The world has observed quick growth of technology and the vast amount of data at entirely new scales and complexity-levels. The field of data mining needs new tools to face challenges in analyzing big data relevant to a wide range of domains. Our work on developing new graph compression and embedding methods in graph mining to expand large graphs for better management, querying, and display is critical to find meaningful patterns in the enormous size of real-world networks. We also focus on developing novel graph and text mining methods to extrapolate useful information from social media data. Additionally, we develop data mining and network-based learning methods to construct different network structure from biomedical relational data. Our goal is to combat different public health problems, such as opioid addiction, Covid-19 and drug-drug interaction, to help government officials and health administrators with providing timely and useful information.

Details on our projects is stated below-

Graph Compressing for Expediting Graph Analysis
Overall objective of this project is to develop new graph processing methods based on graph compression that make the analysis of large graphs possible using existing solutions. The aim of graph compression is to create a smaller graph without losing any/much information about the graph and with preserving key network properties. The rationale underlying the proposed research is that the resultant compressed graph maintains the crucial information from the original large graph while eliminating redundant information. This will make it possible to analyze and visualize large graphs more efficiently with existing algorithms without losing their effectiveness.

Distributed Graph Mining
Nowadays complex data are naturally modeled and represented as graphs which has many application of networks such as community detection, graph classification. There are some index structures to store graph with some objectives to process it more efficiently. Especially, processing large scale graphs is not easy on a single machine even with using index. For example, Facebook data can be model as a graph with more than 1.4 billon vertices as users and 0.4 trillion edges as relations between users. It is not possible to process this graph on a single machine. We should develop distributed computing techniques to process such large graphs. In this project, Dr. Akbas studies distributed graph indexing problem which create and use index of the graph in the distributed systems to make possible to apply many graph algorithms on large scale graphs.

Graph Embedding
Develop new efficient graph embedding methods to encode the localized structure (and attribute information)into a continuous vector space.

Scientific Network Mining
Construct paper, venue and collaborator recommendation system Fingerprint Identification using Topological Data Analysis Present·Convert a large fingerprint image data to a small graph data with simplification methods. Extract the features of the graph data·Identify distorted fingerprint images with these features using machine learning techniques.

Biomedical knowledge mining on social networks
Overall objective of this project is to conduct biomedical knowledge mining to track public health issues on social networks. Dr. Akbas also focuses on developing novel graph and text mining methods to extrapolate useful information from social media data. Her goal is to combat different public health problems, such as opioid addiction and Covid-19, to help government officials and health administrators with providing timely and useful information.

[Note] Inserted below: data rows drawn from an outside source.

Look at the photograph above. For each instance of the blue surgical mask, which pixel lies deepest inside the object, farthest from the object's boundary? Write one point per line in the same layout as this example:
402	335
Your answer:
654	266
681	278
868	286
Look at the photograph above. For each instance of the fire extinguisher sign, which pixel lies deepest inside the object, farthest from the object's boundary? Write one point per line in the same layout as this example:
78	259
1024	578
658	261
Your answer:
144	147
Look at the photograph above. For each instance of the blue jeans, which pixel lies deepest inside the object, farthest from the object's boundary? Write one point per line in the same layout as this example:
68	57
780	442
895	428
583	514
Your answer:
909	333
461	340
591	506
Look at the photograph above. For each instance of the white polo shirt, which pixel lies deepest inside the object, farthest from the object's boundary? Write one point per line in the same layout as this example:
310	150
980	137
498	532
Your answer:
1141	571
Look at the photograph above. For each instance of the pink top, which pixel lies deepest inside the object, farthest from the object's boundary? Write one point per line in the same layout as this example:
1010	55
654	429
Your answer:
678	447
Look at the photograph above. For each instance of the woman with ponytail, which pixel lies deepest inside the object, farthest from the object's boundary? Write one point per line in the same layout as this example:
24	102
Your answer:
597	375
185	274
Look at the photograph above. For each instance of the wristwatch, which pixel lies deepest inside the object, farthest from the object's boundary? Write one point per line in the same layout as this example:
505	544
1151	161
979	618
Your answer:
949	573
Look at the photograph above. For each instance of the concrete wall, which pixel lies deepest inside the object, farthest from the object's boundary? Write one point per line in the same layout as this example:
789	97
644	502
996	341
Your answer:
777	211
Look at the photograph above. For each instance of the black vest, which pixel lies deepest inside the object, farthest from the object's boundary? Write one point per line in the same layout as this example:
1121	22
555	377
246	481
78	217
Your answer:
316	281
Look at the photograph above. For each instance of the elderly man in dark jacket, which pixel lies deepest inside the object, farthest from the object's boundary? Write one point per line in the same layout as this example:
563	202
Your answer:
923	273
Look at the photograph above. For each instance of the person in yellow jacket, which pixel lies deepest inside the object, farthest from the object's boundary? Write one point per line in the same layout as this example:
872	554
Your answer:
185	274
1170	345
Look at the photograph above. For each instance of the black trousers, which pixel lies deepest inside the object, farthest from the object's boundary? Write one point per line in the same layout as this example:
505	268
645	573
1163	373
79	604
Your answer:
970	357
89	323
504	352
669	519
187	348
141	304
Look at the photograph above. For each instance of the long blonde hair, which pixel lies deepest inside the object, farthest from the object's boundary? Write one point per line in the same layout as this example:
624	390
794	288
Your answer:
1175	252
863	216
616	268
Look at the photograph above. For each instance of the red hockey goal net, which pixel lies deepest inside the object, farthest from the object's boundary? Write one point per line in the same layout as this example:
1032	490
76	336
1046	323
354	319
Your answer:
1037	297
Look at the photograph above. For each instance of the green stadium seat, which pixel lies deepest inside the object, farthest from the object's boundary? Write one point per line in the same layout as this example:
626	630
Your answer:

Knowledge Discovery on Biomedical data
The goal of this project is to utilize applied machine learning to massive interaction data among biomedical entities like drugs, diseases, proteins and side effects. This project construct different network structure from this biomedical relational data and also develop network-based learning methods to address critical problems in biology and medicine.

DDI Prediction
We are conducting multiple projects on DDI prediction using different graph-based techniques/methods. In one project, our method considers drugs and other biomedical entities like proteins, pathways, and side effects, for DDI prediction. We design a heterogeneous information network (HIN) to model relations between these entities. Afterward, we extract the rich semantic relationships among these entities using different meta-path-based topological features. An extensive set of features are fed to different classifiers for DDI prediction.
Link to this paper: https://ieeexplore.ieee.org/stamp/stamp.jsp?tp=&arnumber=9562802


In another project, we propose a novel method for predicting DDIs based on the vital chemical substructure of drugs extracted from their SMILES strings. We construct a graph that connects drugs based on their common functional chemical substructures. Furthermore, we apply different well-known graph neural network (GNN) methods to generate drug embeddings. Drug embeddings of individual drugs are concatenated to generate features of drug pairs. Finally, drug pair features are fed to different machine learning (ML) classifiers for DDI prediction.
Link to this paper: https://ieeexplore.ieee.org/stamp/stamp.jsp?tp=&arnumber=9562802

Currently, we have multiple projects on DDI prediction using different variants of GNN.